しずかなアンテナ

哲学の瓦礫片のための場所。

批判と悲しみと自衛

先週のことだったか、どなたかが描いた一枚の説明文付きイラストがSNS等で広く共有された。そのイラスト中に、「誰かを批判しても悲しんでも誰も守ってはくれません。近づいてくるのはコロナだけです。」という一文があった。それを首肯するブログ記事も出された。

 

じぶんはこの一文を読んだとき、(大雑把な言い方だが)世代の切れ目といったものを感じた。これも大雑把な考え方だが、ある程度若い年代のひとびとはこの一文に共感し、ある程度老いた年代のひとびとはこの一文に違和感を持つのではないか。切れ目の要点は「批判」の捉え方である。

 

はじめに断っておくと、この切り分け方においては、わたし自身の受け取り方は後者の「老いた年代」のものに属する。現在の破綻的な感染拡大は、この10年間、社会が健全な批判と健全な悲嘆を遠ざけてきたために起きている、とわたしは考えているからだ。しかし上記のイラストが広く共有されたということは、このわたしの考え方とは違う捉え方をしているひとも多いのだろう。

 

さてこの表現の興味深いところは、〈批判・悲嘆〉と、〈自衛・生存〉が両立しがたいものと理解されているところにある。自衛をせよ、という主張自体は全く正しい。政府や専門家が頼りにならない、という態度もわかる。しかし、批判や悲嘆は自衛と独立して行えるはずだろうとわたしは考えてしまう。むしろ健全な批判や悲嘆が無ければ、自衛すべき状況がさらに悪化するという捉え方を当然としてしまう。だがこのイラストの書き手はそうは考えていないようにおもえる。

 

この捉え方にはさらに3つの前提があるように思われる。

第一に、批判や悲嘆には一定のコストがかかるので、それに明け暮れていると自衛・生存にかけるべきコストが減ぜられてしまうという感覚である。

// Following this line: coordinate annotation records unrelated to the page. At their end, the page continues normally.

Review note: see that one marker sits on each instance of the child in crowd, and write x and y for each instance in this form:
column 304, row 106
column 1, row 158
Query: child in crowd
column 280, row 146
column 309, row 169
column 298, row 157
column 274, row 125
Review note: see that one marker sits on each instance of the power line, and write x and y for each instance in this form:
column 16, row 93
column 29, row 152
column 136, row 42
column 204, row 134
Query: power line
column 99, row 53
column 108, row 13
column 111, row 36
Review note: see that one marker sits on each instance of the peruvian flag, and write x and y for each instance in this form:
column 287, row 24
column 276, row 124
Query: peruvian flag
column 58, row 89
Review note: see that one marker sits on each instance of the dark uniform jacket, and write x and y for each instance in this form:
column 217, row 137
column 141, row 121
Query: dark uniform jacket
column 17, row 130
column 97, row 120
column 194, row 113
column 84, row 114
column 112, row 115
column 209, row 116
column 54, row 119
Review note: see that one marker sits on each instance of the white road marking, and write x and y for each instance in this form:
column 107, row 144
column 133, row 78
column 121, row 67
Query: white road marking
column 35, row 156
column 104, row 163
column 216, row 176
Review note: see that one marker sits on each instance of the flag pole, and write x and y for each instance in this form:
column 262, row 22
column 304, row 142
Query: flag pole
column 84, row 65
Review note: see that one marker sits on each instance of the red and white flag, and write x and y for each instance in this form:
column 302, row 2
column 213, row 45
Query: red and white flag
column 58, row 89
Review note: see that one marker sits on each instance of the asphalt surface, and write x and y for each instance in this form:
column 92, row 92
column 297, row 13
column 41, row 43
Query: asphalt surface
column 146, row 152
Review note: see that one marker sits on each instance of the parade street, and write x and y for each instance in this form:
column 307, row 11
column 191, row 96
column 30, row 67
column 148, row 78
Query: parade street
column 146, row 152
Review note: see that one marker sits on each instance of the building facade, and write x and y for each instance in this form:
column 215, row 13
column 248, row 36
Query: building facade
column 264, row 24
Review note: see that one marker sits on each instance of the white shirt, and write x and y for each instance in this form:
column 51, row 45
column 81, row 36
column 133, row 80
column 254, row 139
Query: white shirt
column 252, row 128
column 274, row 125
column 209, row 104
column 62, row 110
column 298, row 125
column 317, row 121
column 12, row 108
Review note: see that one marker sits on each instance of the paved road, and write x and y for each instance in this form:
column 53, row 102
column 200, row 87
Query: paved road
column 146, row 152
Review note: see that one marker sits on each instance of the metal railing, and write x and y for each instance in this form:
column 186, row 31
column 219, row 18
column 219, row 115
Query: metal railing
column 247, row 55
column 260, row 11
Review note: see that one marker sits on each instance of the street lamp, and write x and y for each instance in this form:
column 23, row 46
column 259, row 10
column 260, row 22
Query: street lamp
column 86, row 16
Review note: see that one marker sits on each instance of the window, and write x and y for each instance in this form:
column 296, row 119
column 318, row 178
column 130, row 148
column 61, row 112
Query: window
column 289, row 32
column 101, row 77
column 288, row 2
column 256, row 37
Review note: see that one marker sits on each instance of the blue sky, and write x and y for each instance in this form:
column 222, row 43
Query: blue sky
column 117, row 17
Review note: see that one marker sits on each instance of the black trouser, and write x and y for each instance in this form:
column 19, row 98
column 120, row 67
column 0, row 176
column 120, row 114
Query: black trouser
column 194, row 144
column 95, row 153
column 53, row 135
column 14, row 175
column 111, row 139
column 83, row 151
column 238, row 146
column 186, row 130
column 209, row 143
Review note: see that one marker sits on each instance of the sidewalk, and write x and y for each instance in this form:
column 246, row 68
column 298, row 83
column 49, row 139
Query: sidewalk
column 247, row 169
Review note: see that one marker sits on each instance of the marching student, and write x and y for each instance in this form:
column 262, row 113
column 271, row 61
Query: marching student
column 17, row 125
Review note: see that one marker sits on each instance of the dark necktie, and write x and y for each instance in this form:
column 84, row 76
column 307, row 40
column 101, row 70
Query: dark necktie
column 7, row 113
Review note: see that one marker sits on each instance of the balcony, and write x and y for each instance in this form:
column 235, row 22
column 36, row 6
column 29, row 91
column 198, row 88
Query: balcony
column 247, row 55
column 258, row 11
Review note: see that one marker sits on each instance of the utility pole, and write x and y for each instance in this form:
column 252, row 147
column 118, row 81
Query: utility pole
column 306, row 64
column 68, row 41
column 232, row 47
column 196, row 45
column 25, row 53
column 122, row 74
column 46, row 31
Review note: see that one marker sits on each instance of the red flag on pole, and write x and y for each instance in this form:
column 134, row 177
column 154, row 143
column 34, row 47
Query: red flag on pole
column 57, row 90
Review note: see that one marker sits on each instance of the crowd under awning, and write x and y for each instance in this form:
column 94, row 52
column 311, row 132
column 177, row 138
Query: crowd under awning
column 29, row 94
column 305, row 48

第ニに、体制批判に対する素朴にネガティブな感覚である。やや旧聞に属するが、芸能界出身の自民党の若い代議士が「批判無き政治」というスローガンを掲げて話題になったことがあった。彼女はおそらく「批判」という語に対する若い感受性をそのまま発揮したのだろう。先見の明があった、といえる。「批判」とは、社会や体制全体の回転を妨害し、世の中の秩序を消失させてしまう行為であるという捉え方があるようにおもう。

第三に、第一と第二のものと重なるが、批判は何ら生産的なものを相手や体制から引き出すことはなく、どれだけやってもエネルギーと時間の無駄という感覚である。